Por último, queda la literatura en su doble rostro, el de la escritura y la lectura. Vista desde la madurez, ella también se convierte en una ciudad imaginaria, no tan distinta de las incluidas en la Trilogía, pues fue Pitol quien la construyó según su voluntad. Entre otras muchas cosas, los tres libros son un desfile de los autores que frecuentó durante su errancia por medio mundo, a los que tradujo y a los que eligió para que lo influyeran, bajo la certeza borgeana de que un escritor crea a sus predecesores. Al igual que el de cualquier buen lector, el de Pitol es un canon único, en el que conviven Conrad con Chéjov y Vila-Matas con Hašek, con una marcada predilección por la literatura inglesa y las eslavas. Por momentos, Pitol abusa del resumen de las obras que más lo marcaron, pero el efecto acaba siendo encantador, pues los personajes de esos libros se entrometen en las páginas autobiográficas y derrumban, de nuevo, el muro que divide al ensayo de la autobiografía.

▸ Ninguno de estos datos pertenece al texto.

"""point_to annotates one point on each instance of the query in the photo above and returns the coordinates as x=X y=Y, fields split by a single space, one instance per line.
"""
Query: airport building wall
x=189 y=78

Uno de los rasgos más modernos de la Trilogía es la recapitulación que Pitol realiza del proceso de escritura de su obra ficcional, sobre todo de sus novelas. Al ubicarlas en un contexto personal y cultural específicos, la escritura de estas obras adquiere un estatuto distinto, ya no como meros libros, sino como acontecimientos en la vida del escritor. Pitol pertenece a la estirpe de escritores que viven sus obras, lo que le permite escribir su vida y convertirse a sí mismo en uno más de sus personajes. A veces, la escritura sobre el proceso de escritura de sus novelas resulta más lograda que las novelas mismas, y esta afirmación no debe leerse como un reproche. Lo mismo, para acabar de una vez, sucede con la vida: si es bien escrita resulta más acabada que ella misma, lo que no deja de ser una herejía. Pero esa herejía es la de la literatura de la Trilogía de la memoria, donde los países desaparecidos de Sergio Pitol siguen teniendo una existencia plena.